The proposed design flow allows to implement and apply high-level optimizations before HLS, as compiler passes supported by dedicated MLIR abstractions (dialects); such an approach can improve productivity, performance, and portability of optimizations. Loop pipelining has been used as an example of the intrinsic optimization potential in a multi-level design and optimization flow, and it has been seamlessly integrated into the SODA Synthesizer frontend. The availability of multiple levels of abstraction and domain-specific representations opens the door to new possibilities to study and implement innovative design automation methods, ranging from the exploration of techniques that can benefit HLS when applied at a high level of abstraction to the introduction of new synthesis methodologies and architectural models.

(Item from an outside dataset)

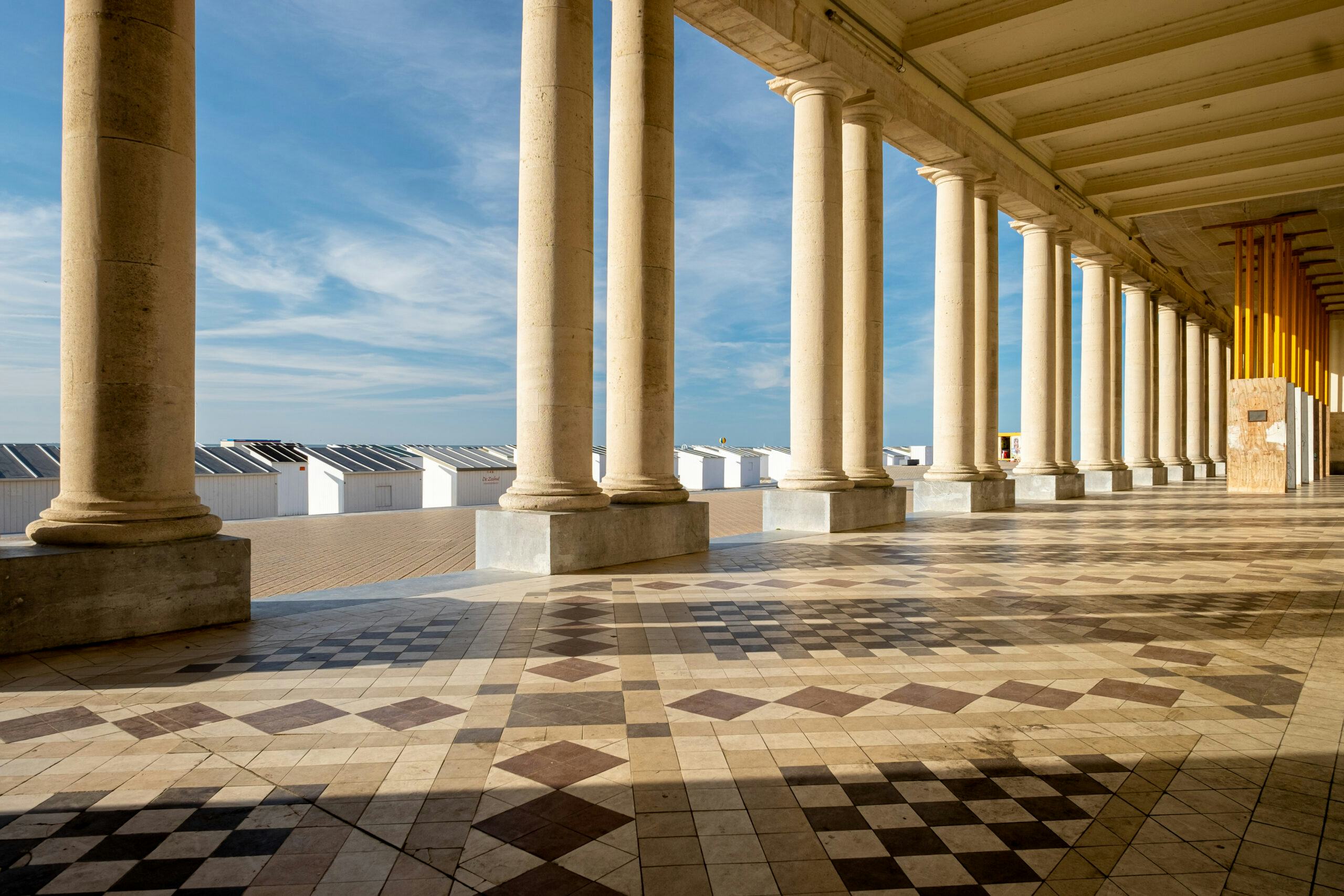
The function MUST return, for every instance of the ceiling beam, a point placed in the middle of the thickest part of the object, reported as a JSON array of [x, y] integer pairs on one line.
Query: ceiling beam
[[1092, 58], [1277, 186], [1258, 123], [971, 22], [1232, 164], [1232, 81]]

The proposed multi-level approach is modular and extensible by design, so different parts can be easily reused and adapted to the needs of different input applications, requirements, and research scenarios. A multi-level compiler-based framework can also adapt more easily to innovative input algorithms and hardware targets. For example, spiking neural networks are built of biologically-inspired integrate-and-fire neurons, and they are usually mapped on analog neuromorphic hardware; a new MLIR dialect has been designed to support the synthesis of SNN models into neuromorphic components [10]. The dialect models concepts from the analog domain of spiking neurons through new types and operations that describe sequences of current spikes as lists of timestamps signaling their arrival.

Experimental results showed strengths and weaknesses of the approach, indicating possible next steps to improve the QoR of generated accelerators and the applicability of the proposed tools and techniques. Code for the tools developed in this research has been released in open-source to foster collaborationFootnote 2 parts of them can be easily reused or integrated with future research efforts.